Nas sondagens e listados oficiais sobre os grandes treinadores da história ele nunca aparece. Não surpreende. O desconhecimento na era da globalização é maior do que possa imaginar e o nome de Maslov continua a ser um mistério para muitos. O homem que definiu o futebol contemporâneo morreu sem nunca ter passado pelo passeio da fama, mas 50 anos depois o seu legado é cada vez mais evidente. Talvez nunca tenha havido um treinador tão influente na história do jogo...
A última vez dói sempre mais. A de Viktor Maslov como treinador do Dynamo Kiev deve ter doido mais ainda.

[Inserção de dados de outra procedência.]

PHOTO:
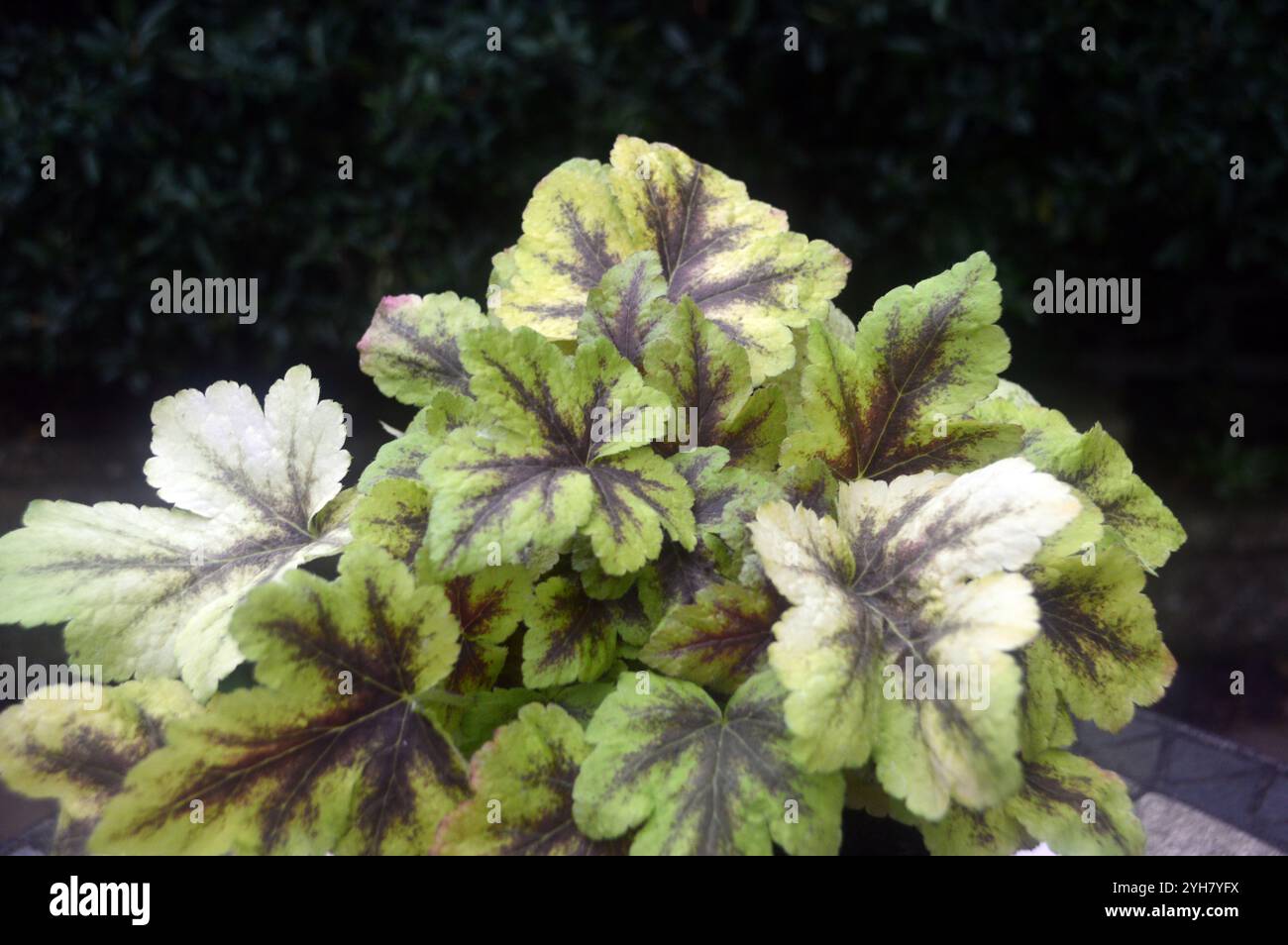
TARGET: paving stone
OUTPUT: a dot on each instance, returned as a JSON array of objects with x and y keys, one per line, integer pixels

Narra Jonathan Wilson no seu essencial Inverting the Pyramid, que o técnico moscovito foi despedido no hotel de concentração do Dynamo Kiev aquando de uma viagem a Moscovo para defrontar o Spartak local. No final do jogo a equipa saiu do estádio num autocarro rumo ao aeroporto. Ninguém falava. A meio caminho o autocarro parou diante de uma estação de metro. Maslov foi convidado a sair. Baixou pesarosamente as escadas e acenou aos seus jogadores. Chorou. Nunca o tinham visto chorar.

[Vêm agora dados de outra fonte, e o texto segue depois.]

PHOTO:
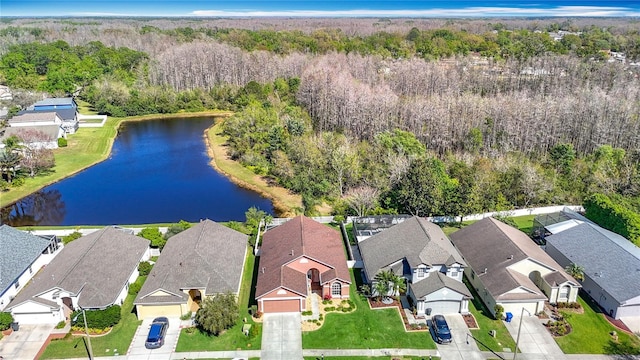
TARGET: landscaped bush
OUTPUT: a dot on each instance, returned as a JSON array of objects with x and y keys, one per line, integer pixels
[
  {"x": 144, "y": 268},
  {"x": 186, "y": 316},
  {"x": 98, "y": 319},
  {"x": 5, "y": 320},
  {"x": 134, "y": 288}
]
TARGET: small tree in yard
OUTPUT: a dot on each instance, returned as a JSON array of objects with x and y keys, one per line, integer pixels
[
  {"x": 218, "y": 313},
  {"x": 5, "y": 320}
]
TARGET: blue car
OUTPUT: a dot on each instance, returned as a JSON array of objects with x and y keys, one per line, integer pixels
[
  {"x": 157, "y": 332},
  {"x": 440, "y": 329}
]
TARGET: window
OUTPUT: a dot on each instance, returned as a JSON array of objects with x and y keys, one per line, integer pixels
[{"x": 336, "y": 289}]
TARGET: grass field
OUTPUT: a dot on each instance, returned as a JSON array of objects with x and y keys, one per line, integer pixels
[
  {"x": 233, "y": 338},
  {"x": 591, "y": 334},
  {"x": 365, "y": 329}
]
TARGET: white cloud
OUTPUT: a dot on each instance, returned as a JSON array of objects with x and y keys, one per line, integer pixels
[{"x": 564, "y": 11}]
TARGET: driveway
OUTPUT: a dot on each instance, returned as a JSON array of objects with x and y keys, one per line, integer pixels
[
  {"x": 534, "y": 337},
  {"x": 137, "y": 351},
  {"x": 25, "y": 343},
  {"x": 281, "y": 337},
  {"x": 462, "y": 347}
]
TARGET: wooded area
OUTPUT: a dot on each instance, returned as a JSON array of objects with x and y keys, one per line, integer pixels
[{"x": 430, "y": 117}]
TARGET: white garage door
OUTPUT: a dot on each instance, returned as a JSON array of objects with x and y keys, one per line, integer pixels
[{"x": 443, "y": 307}]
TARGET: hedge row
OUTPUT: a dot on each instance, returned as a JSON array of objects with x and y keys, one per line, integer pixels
[{"x": 615, "y": 214}]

A cena é real e significou um ponto final na carreira do mais influente treinador do futebol moderno ao serviço do clube que serviu de balão de ensaio para os seus esquemas futebolísticos. Maslov ainda viria a vencer uma Taça da URSS com o Torpedo de Moscovo, dois anos depois, e um campeonato com os underdogs arménios Ararat Yerevan, mas a saúde débil já o minava por dentro. Em 1976 morreu na mais absoluta mediocridade e ninguém se lembrou dele durante anos até que alguns estudiosos começaram a analisar o jogo de trás para a frente e descobriram que este treinador a quem os jogadores chamavam carinhosamente de "Avôzinho", como é tão comum na Rússia a quem se tem um imenso respeito, tinha sido o mentor das grandes metamorfoses tácticas do beautiful game.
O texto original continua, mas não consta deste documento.